Vegan Chocolate Chip Cookies with Almond Milk
Yield: 12-14 large cookies
Ingredients:
- 7 tbsp Margarine + 1 tbsp extra virgin olive oil (or 1/2 cup Earth Balance- see note)
- 1/2 cup packed brown sugar
- 1/4 cup cane sugar (or use white)
- 1 flax egg: (1 tbsp ground flaxed mixed with 3 tbsp water)
- 1 tsp vanilla extract
- 1/2 tsp baking soda
- 1/2 tsp kosher salt
- 1/2 cup whole wheat pastry flour
- 3/4 cup all-purpose flour
- 1/4 tsp cinnamon
- 1/2 cup dark chocolate chips
1. Preheat oven to 350 and line a baking sheet with parchment paper. In a small bowl, mix together the flax egg and set aside.

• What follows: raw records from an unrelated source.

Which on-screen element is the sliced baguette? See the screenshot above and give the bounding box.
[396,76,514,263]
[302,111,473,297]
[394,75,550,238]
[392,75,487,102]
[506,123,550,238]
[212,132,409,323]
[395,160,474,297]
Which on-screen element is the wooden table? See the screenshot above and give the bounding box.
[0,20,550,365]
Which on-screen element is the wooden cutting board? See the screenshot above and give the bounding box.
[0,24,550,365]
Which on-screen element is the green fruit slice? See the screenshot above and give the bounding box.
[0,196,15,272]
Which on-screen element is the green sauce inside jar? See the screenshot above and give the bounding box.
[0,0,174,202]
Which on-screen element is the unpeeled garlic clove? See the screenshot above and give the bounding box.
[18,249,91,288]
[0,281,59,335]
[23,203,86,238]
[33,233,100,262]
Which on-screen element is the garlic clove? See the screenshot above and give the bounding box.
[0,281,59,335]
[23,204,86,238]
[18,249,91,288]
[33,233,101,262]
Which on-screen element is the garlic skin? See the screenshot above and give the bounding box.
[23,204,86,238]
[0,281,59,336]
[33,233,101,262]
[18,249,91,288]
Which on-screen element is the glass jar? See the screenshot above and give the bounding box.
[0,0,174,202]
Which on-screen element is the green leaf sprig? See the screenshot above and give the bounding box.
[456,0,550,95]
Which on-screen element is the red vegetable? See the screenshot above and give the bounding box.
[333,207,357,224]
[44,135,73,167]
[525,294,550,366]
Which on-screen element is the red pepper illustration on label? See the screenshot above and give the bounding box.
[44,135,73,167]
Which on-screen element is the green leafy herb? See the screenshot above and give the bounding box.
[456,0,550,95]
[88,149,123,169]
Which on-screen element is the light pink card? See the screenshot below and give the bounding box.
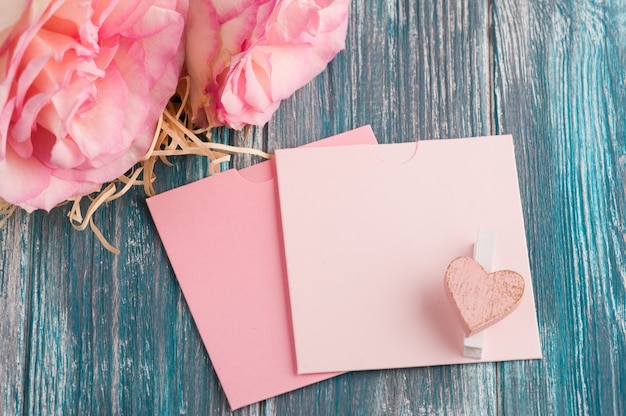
[148,126,376,410]
[276,136,541,373]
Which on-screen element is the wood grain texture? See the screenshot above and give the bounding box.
[493,0,626,415]
[0,0,626,415]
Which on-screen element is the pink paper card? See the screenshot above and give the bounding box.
[276,136,541,373]
[148,126,376,410]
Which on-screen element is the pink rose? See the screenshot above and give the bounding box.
[0,0,187,211]
[185,0,350,128]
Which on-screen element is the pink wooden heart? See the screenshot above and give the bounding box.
[444,257,524,336]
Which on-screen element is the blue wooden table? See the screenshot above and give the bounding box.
[0,0,626,415]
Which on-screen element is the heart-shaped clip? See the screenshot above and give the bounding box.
[444,229,525,358]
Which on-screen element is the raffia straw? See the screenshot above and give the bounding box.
[0,77,272,254]
[0,198,17,228]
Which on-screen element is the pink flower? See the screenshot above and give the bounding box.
[0,0,187,211]
[185,0,350,128]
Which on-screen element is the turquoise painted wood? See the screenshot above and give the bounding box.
[0,0,626,415]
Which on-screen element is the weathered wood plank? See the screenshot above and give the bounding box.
[0,212,32,415]
[0,1,540,415]
[494,0,626,415]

2. With an electric mixer or in a stand mixer, beat the Earth Balance until fluffy. Add the brown sugar and cane sugar and beat for 1-2 minutes until creamy. Beat in the flax egg.
3. Beat in the remaining ingredients and fold in the chocolate chips.
4. Shape balls of dough and place on the baking sheet. Bake for 10-12 minutes (or up to 14 mins on a Silpat mat). Allow to cool for 5 mins. on the baking sheet and then transfer to a cooling rack for another 10 minutes.
Note 1) For a crispier cookie edge, use 7 tbsp margarine and 1 tbsp olive oil. I preferred cooking them this way. They also spread out a bit more. Alternatively, for a softer cookie, use 1/2 cup Earth Balance and no oil.
Note 2) As suggested by Ashley, to retain the crispy factor of the cookies place them in the freezer after cooling in a container or baggie. It was the only method I tried that kept the crispiness of the cookies! Simply thaw on the countertop.